NB If you are doing a research project/dissertation/thesis, check your organization's view of secondary data. Some organizations may require you to use primary data as your principle research method.

Advantages and disadvantages of secondary data collection

The advantages of using secondary data are:

  1. The fact that much information exists in documented form – whether deliberately processed or not – means that such information cannot be ignored by the researcher, and generally saves time and effort collecting data which would otherwise have to be collected directly.
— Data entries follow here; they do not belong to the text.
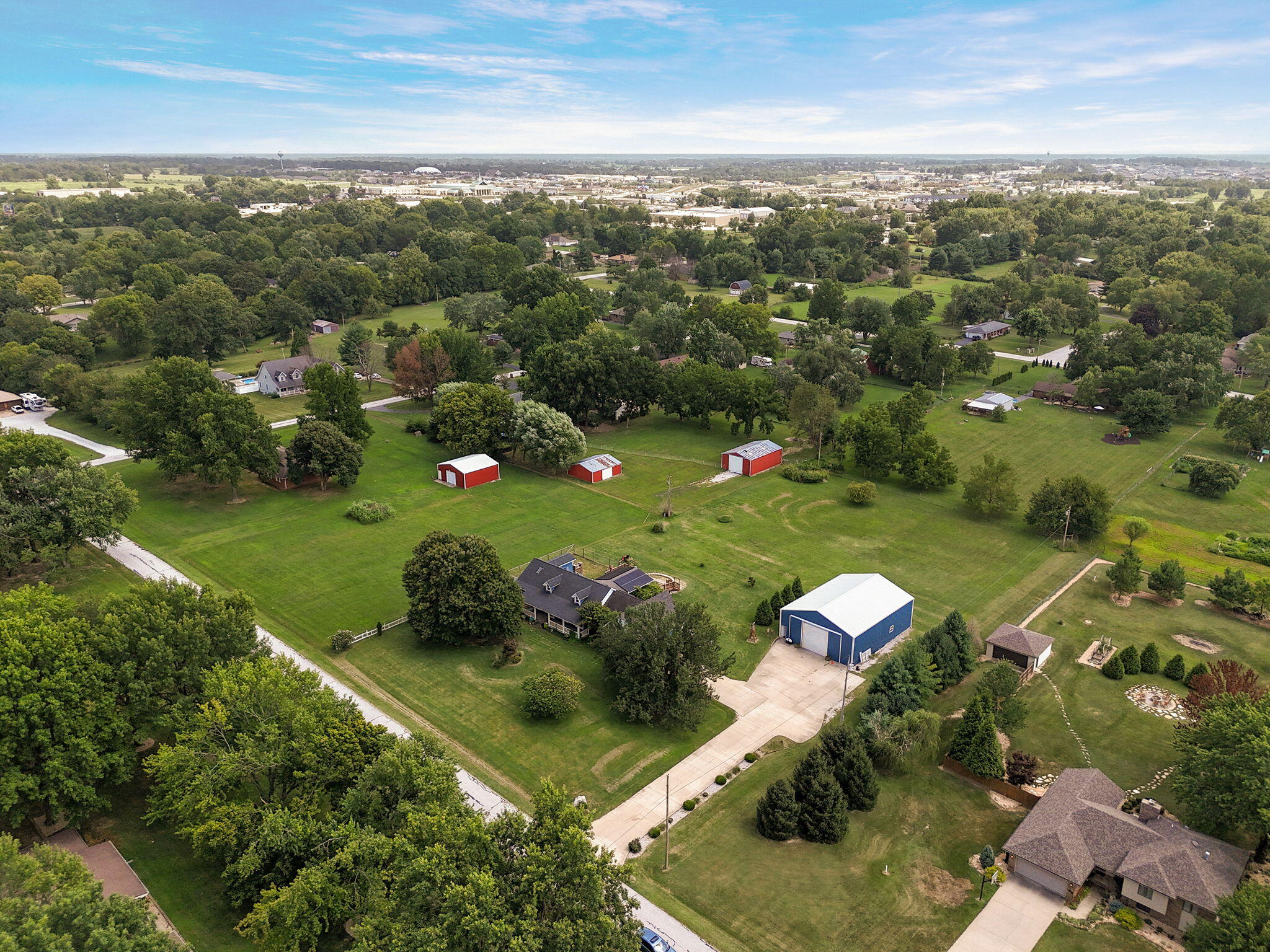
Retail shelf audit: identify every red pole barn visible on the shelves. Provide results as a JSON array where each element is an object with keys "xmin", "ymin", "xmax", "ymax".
[{"xmin": 437, "ymin": 453, "xmax": 499, "ymax": 488}]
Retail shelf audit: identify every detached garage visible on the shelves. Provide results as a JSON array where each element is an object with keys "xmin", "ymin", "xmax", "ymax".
[
  {"xmin": 719, "ymin": 439, "xmax": 785, "ymax": 476},
  {"xmin": 569, "ymin": 453, "xmax": 623, "ymax": 482},
  {"xmin": 781, "ymin": 573, "xmax": 913, "ymax": 664},
  {"xmin": 437, "ymin": 453, "xmax": 499, "ymax": 488}
]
In particular:
    • Many existing data sets are enormous, and far greater than the researcher would be able to collect him or herself, with a far larger sample.
    • The data may be particularly good quality, which can apply both to archival data (e.g. a complete collection of records on a particular topic) and to published data sets, particularly those which come from a government source, or from one of the leading commercial providers of data and statistics.
  2. You can access information which you may otherwise have had to secure in a more obtrusive manner.
  3. Existence of a large amount of data can facilitate different types of analysis, such as:
    • longitudinal or international analysis of information which would have otherwise been difficult to collect due to scale.
    • manipulation of data within the particular data set, including the comparison of particular subsets.
  4. Unforseen discoveries can be made – for example, the link between smoking and lung cancer was made by analysing medical records.

The disadvantages of secondary data collection are:

  1. There may be a cost to acquiring the data set.
  2. You will need to familiarize yourself with the data, and if you are dealing with a large and complex data set, it will be hard to manage.
  3. The data may not match the research question: there may be too much data, or there may be gaps, or the data may have been collected for a completely different purpose.
  4. The measures, for example between countries/states/historical periods, may not be directly comparable. (See the "Secondary data as part of the research design" section of this guide for a further development of this topic.)
  5. The researcher has no control over the quality of the data, which may not be seen as rigorous and reliable as data which are specifically collected by the researcher, who has adopted a specific research design for the question.
  6. Collecting primary data builds up more research skills than collecting secondary data.
  7. Company data particularly may be seen as commercially sensitive, and it may be difficult to gain access to company archives, which may be stored in different departments or on the company intranet, to which access may be difficult.